Altuzarra RTW Fall 2014
With each season, Joseph Altuzarra strengthens his position as one of the most compelling younger designers working in fashion today.
A soigné elegance anchored the designer’s fall collection that incorporated artful flourishes inspired by a trip to Art Basel. “Easy with a little bit of grace about it, yet still very sensual,” Altuzarra said during a preview. It was exquisite.
He started by thinking about the nature of luxury and craft, both their intimate and obvious manifestations. His first thought was that luxury can’t be surface only, so he set out to make each piece equally inviting inside and out, a point introduced with double-faced coats and suits. Their tonal contrasts were delivered at times demonstratively — swaths of tomato against olive green — and sometimes as subtlety as a royal blue facing on the belt of a black coat. Altuzarra varied the degree of ease, from shapes that looked like the chicest of bathrobes to those cut with sharp, sleek lines.
A pair of curvy dresses in ladylike gray with insets of bright orange and fuchsia were stunners.
Such looks were inspired by the stark, precise steelwork of artist Maria Pergay. Had Altuzarra worked from that premise alone it would have been enough, given the strength of the clothes.
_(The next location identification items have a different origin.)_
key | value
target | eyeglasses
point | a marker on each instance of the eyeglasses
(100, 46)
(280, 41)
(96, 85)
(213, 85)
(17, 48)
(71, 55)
Instead, he moved in an apparently antithetical direction with colorful, intensely textured hand-woven pieces. Influenced by the work of Sheila Hicks, these were gorgeous in their artisanal imperfection.
Then came a pair of joyfully flashy plaid furs. (One might extract a nod to Perry Ellis.) Yet before you knew it, he was into his finale of fleece jackets and coats — all white and no-nonsense, except inside each was painted a vibrant hue not seen from the runway. It all held together beautifully within Altuzarra’s umbrella of au courant luxury.